Montgomery wurde von klein auf belästigt. Ihr Stiefvater vergewaltigte sie in einem speziell eingerichteten Raum. Später soll er auch Freunde eingeladen haben. Ihre Mutter schlug und erniedrigte sie. „Der Missbrauch, den Lisa erduldete, verschlimmerte eine genetische Veranlagung für psychische Erkrankungen, die von beiden Seiten ihrer Familie geerbt wurden“, sagte Montgomerys Anwalt Kelley Henry in einer Erklärung, als sie noch lebte.
Lisa Montgomery. © Quelle: Nicht im Abspann / Anwälte für Lisa Mo.
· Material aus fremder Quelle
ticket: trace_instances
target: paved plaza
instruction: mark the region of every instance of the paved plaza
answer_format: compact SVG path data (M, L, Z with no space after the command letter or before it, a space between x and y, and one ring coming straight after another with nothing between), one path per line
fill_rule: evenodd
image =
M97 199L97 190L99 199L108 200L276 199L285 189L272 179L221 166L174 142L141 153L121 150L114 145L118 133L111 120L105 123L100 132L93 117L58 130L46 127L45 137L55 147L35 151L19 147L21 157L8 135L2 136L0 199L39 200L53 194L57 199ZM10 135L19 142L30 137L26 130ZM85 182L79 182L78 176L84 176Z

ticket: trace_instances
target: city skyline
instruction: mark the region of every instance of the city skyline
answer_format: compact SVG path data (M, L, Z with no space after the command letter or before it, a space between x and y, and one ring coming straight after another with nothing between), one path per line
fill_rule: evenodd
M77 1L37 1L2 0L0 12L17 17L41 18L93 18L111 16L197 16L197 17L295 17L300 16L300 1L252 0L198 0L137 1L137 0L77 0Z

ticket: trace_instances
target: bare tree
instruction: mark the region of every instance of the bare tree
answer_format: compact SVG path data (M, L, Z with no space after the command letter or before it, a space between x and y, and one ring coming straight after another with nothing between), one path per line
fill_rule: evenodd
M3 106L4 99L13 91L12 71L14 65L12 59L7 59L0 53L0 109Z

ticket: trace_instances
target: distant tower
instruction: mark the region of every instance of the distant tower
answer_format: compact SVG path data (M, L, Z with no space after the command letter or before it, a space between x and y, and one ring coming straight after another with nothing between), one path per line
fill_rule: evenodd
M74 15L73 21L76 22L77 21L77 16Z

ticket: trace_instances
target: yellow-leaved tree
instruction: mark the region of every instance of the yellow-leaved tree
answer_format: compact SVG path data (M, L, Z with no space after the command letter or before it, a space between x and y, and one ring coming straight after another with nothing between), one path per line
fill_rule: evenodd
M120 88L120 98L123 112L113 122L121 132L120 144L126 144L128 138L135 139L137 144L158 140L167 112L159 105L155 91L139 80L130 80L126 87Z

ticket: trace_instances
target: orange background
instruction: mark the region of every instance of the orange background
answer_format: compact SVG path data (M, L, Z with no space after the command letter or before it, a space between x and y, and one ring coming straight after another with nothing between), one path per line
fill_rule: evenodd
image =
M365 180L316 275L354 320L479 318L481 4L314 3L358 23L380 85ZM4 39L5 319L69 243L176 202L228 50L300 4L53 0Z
All dies gipfelte in Montgomery und erzählte ihrem zweiten Ehemann im Jahr 2004, dass sie schwanger war, obwohl sie keine Kinder bekommen konnte. Dann erwürgte sie den hochschwangeren Bobbie Jo Stinnett, den sie auf einer Hundeausstellung kennengelernt hatte, und schnitt ihr das Baby aus dem Bauch. Sie erzählte ihrer Familie und ihren Freunden, dass es ihr eigenes Kind war.
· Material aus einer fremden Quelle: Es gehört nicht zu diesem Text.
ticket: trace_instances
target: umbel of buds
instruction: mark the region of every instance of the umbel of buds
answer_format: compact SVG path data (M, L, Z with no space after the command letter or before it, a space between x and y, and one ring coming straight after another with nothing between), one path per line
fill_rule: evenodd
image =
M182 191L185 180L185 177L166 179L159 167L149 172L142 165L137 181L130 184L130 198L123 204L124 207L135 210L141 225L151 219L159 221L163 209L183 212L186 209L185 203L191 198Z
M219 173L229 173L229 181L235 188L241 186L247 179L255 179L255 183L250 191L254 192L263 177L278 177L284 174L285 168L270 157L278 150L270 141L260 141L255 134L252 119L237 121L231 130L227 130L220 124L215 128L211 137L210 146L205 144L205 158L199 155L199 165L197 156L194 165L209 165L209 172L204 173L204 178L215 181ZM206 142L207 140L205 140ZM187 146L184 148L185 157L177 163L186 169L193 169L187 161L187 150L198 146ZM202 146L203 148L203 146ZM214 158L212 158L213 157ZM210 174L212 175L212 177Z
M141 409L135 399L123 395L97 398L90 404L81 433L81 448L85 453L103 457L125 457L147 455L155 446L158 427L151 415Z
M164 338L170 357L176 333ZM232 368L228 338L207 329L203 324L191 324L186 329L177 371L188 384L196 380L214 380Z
Sie wurde einige Stunden nach dem Verbrechen festgenommen. Da sie bei ihrer Flucht die Landesgrenzen überschritten hatte, wurde ihr Fall vor einem Bundesgericht verhandelt. Bei Montgomery wurde eine bipolare Störung mit psychotischen Merkmalen, einer komplexen posttraumatischen Belastungsstörung und mehreren Hirnstörungen diagnostiziert.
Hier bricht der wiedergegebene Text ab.